Friday, 22 December 2006

Spirit of the Victim ผีคนเป็น (2006)

If the poster looks horrible, don't expect the film to be good?

I remember this film when it was called Wes Craven’s New Nightmare. You know, the movie where a bunch of people making a horror film about Freddy are in fact haunted, hunted, and gutted by the cinematic villain when the cameras stop rolling. The Thai horror industry has definitely come of age when it takes on the horror movie within a horror movie treatment of the last great American horror film and puts on a Thai spin, and ups the ante. Even if the results are mixed (a sign that the filmmakers are challenging themselves), it’s interesting to watch this, admire the concept, and think of how perfect it would be without its flaws.

Now, the horror movie within the horror-movie has Ting (Pitchanart Sakakorn), a mediocre but persistent bit-part actress whose skills nevertheless gain the attention of a local cop who needs someone to play all the female victims in his Crimewatch-style television series. While reenacting all the scenes of murders, it seems the ghosts and spirits of the grievously departed are drawn towards Ting, and the supernatural hauntings of her and her crew really begin in earnest when the Thai Crimewatch plans to film a case involving a traditional dancer turned model.

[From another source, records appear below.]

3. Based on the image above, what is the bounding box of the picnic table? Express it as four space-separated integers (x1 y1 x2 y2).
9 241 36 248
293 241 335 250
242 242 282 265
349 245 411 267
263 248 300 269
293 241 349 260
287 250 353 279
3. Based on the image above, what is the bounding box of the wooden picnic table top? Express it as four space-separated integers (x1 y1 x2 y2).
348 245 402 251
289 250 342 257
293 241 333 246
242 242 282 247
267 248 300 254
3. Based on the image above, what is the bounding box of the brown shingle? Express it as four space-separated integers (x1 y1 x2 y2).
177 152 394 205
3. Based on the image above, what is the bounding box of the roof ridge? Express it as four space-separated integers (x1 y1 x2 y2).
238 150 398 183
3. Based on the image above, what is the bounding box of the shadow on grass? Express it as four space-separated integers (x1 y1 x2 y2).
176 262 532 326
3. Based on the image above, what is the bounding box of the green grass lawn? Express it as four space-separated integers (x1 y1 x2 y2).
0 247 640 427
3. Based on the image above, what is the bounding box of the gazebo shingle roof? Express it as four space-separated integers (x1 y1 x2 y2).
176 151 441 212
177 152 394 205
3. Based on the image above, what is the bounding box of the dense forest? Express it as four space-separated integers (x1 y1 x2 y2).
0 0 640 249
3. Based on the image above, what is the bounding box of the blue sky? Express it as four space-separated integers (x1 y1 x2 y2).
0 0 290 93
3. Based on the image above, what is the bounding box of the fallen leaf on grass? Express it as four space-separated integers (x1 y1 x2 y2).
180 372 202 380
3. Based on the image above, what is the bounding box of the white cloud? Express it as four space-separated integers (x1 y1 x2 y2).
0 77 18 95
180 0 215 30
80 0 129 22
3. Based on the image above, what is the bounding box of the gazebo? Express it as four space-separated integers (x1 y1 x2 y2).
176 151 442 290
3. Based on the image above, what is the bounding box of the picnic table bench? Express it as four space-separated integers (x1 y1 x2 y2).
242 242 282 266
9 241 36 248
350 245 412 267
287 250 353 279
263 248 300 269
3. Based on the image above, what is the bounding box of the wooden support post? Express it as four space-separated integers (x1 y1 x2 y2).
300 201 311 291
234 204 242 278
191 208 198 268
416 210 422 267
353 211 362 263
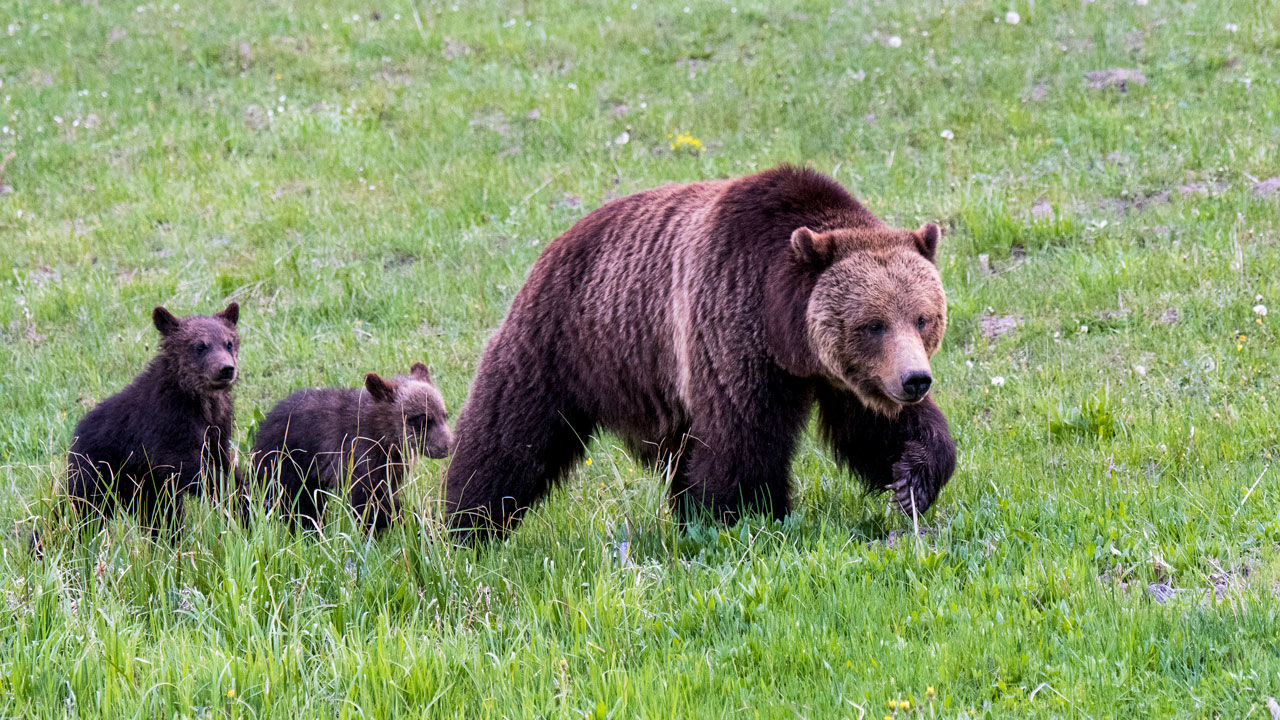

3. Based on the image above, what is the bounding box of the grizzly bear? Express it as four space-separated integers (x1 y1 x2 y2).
445 167 955 536
67 302 239 538
250 363 453 532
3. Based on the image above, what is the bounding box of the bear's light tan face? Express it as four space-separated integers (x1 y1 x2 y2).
396 364 453 457
808 231 947 418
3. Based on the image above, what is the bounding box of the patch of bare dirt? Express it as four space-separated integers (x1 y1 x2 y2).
1084 68 1147 92
1251 176 1280 197
978 313 1024 342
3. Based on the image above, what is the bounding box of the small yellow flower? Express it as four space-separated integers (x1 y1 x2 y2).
671 132 703 155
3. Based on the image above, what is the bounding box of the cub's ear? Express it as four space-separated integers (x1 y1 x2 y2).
218 302 239 325
365 373 396 402
408 363 431 383
791 225 835 266
151 305 182 336
911 223 942 265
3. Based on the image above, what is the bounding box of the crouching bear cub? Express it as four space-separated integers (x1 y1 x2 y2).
250 363 453 532
64 302 239 538
445 167 955 534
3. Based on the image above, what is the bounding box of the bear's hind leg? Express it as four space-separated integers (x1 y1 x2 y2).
445 393 595 536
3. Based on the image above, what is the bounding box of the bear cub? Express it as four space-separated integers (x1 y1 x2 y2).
67 302 239 538
250 363 453 532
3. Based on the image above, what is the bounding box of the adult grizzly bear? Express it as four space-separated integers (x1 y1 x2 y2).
445 167 955 533
67 302 239 537
250 363 453 532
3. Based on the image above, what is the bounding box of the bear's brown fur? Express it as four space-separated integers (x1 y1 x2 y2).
445 167 955 532
250 363 453 530
67 302 239 536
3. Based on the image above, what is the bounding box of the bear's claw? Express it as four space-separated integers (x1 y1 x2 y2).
886 442 950 516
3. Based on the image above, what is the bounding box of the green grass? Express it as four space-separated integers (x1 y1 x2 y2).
0 0 1280 717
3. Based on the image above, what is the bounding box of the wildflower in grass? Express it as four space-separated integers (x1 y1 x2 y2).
667 132 703 155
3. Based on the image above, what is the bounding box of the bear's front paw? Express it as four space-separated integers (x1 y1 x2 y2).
888 441 955 516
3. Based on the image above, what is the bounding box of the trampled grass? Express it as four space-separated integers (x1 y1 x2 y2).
0 0 1280 717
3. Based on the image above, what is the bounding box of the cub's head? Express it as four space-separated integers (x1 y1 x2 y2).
151 302 239 393
365 363 453 457
791 223 947 418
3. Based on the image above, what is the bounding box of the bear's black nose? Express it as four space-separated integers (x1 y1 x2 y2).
902 372 933 402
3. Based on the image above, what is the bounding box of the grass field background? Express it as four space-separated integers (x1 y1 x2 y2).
0 0 1280 719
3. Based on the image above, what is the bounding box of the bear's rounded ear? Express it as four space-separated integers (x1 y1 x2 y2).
911 223 942 265
365 373 396 402
151 305 182 336
218 302 239 325
408 363 431 383
791 225 831 265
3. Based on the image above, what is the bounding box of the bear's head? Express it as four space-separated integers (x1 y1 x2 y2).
365 363 453 457
791 223 947 418
151 302 239 395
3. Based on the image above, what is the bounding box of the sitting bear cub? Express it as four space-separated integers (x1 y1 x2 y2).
250 363 453 532
64 302 239 538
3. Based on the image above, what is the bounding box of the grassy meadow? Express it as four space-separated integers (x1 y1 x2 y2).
0 0 1280 720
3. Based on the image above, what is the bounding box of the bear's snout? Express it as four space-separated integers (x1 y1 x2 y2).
902 370 933 402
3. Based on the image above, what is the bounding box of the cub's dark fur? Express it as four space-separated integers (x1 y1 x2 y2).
250 363 453 530
67 302 239 536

Of course, Ting isn’t really Ting, but an actress playing Ting in a movie, and the ghosts and hauntings of the Crimewatch crew aren’t really ghosts... but it turns out that the actress portraying Ting and her crew are really haunted by ghosts...

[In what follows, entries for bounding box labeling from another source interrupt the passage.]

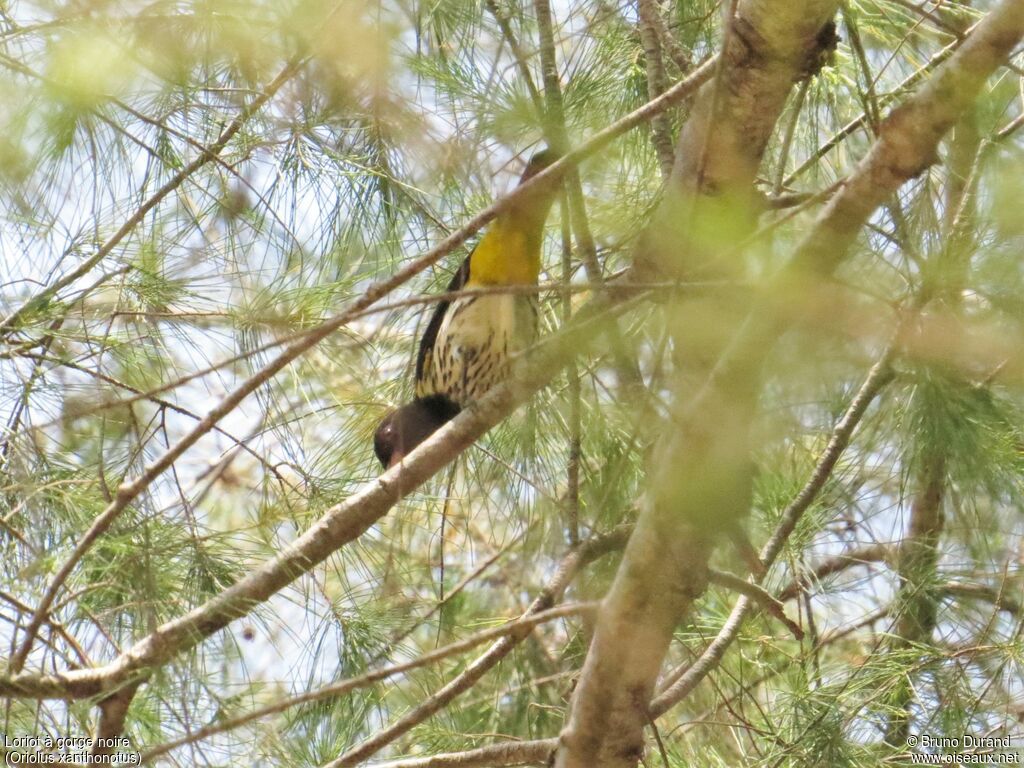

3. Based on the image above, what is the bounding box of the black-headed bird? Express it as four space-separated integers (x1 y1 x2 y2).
374 151 559 468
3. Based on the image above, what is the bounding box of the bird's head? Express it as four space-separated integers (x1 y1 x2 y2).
374 395 461 469
519 150 558 184
512 150 562 226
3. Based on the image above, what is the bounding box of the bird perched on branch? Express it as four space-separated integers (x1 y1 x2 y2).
374 151 558 468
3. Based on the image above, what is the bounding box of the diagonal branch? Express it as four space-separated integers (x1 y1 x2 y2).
0 300 625 698
10 57 711 673
325 529 627 768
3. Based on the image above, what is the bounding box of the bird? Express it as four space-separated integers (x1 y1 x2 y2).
374 150 559 469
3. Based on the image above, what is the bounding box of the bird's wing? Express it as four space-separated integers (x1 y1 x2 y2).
416 253 473 388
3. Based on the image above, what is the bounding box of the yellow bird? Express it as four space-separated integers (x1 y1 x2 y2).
374 151 558 467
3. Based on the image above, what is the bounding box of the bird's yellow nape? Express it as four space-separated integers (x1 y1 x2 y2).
466 217 541 286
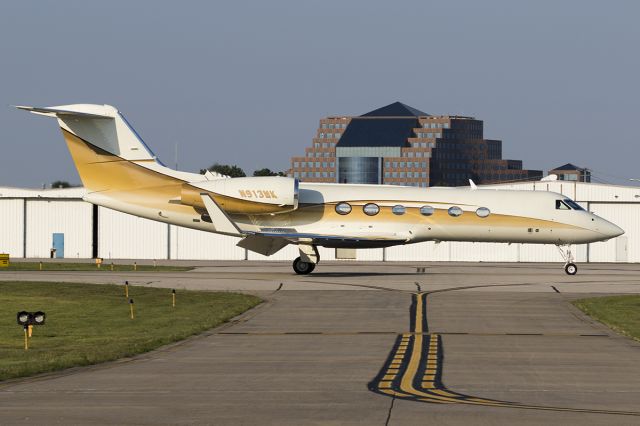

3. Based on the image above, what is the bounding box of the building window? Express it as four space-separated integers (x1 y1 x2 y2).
362 203 380 216
449 206 462 217
336 203 351 215
420 206 435 216
391 204 406 216
476 207 491 217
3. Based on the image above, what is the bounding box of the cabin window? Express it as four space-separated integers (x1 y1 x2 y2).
362 203 380 216
391 204 406 216
449 206 462 217
336 203 351 215
563 198 584 211
476 207 491 217
420 206 435 216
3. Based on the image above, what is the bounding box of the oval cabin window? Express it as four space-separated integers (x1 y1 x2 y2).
449 206 462 217
336 203 351 215
362 203 380 216
391 204 406 215
420 206 435 216
476 207 491 217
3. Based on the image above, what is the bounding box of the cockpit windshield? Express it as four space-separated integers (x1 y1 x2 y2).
556 198 584 211
564 198 584 211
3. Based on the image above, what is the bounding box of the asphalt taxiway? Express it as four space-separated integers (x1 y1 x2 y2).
0 262 640 425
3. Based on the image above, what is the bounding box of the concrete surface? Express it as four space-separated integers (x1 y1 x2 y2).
0 262 640 425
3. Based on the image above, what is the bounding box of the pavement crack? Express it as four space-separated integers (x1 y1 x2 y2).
384 395 396 426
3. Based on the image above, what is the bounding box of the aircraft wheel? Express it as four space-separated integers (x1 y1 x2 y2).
564 263 578 275
293 257 316 275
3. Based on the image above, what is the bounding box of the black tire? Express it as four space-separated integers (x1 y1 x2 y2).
293 257 316 275
564 263 578 275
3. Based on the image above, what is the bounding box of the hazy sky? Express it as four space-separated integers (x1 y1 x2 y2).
0 0 640 186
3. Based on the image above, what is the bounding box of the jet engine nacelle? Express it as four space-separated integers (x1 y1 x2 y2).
180 176 298 214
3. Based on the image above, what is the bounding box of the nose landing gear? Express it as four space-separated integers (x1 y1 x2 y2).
557 245 578 275
293 244 320 275
293 257 316 275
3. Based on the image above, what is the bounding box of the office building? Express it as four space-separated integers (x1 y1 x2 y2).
290 102 542 187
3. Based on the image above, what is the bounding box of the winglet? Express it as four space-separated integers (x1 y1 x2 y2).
200 192 244 235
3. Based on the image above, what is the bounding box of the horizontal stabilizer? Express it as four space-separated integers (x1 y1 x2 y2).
236 235 289 256
15 105 115 118
200 193 243 235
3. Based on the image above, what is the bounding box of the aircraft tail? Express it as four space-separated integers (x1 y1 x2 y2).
17 104 202 192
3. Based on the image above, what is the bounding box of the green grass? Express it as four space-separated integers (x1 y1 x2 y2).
0 261 193 272
573 295 640 341
0 282 261 380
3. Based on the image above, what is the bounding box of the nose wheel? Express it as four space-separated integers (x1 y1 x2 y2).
564 263 578 275
293 257 316 275
557 245 578 275
293 244 320 275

Like I said, this makes for one of the best horror movie premises ever, but unlike Wes Craven’s New Nightmare, the translation of the idea to a screenplay seems to have suffered, and then injured again in the execution of screenplay to film. When you’re making a double horror movie, the last thing you should do is to spend too much time on the movie within the movie, then reveal that everything that the audience has watched up to that point isn’t the real story at all. That’s what Wes Craven’s New Nightmare deftly avoids. That’s what Method (one of Elizabeth Hurley’s worst films) also avoids, by running both films at the same go, like a reality show. And by intercutting between the movie-within-a-movie and the “real story”, both Method and New Nightmare actually come off as narratively complex and delightfully dense.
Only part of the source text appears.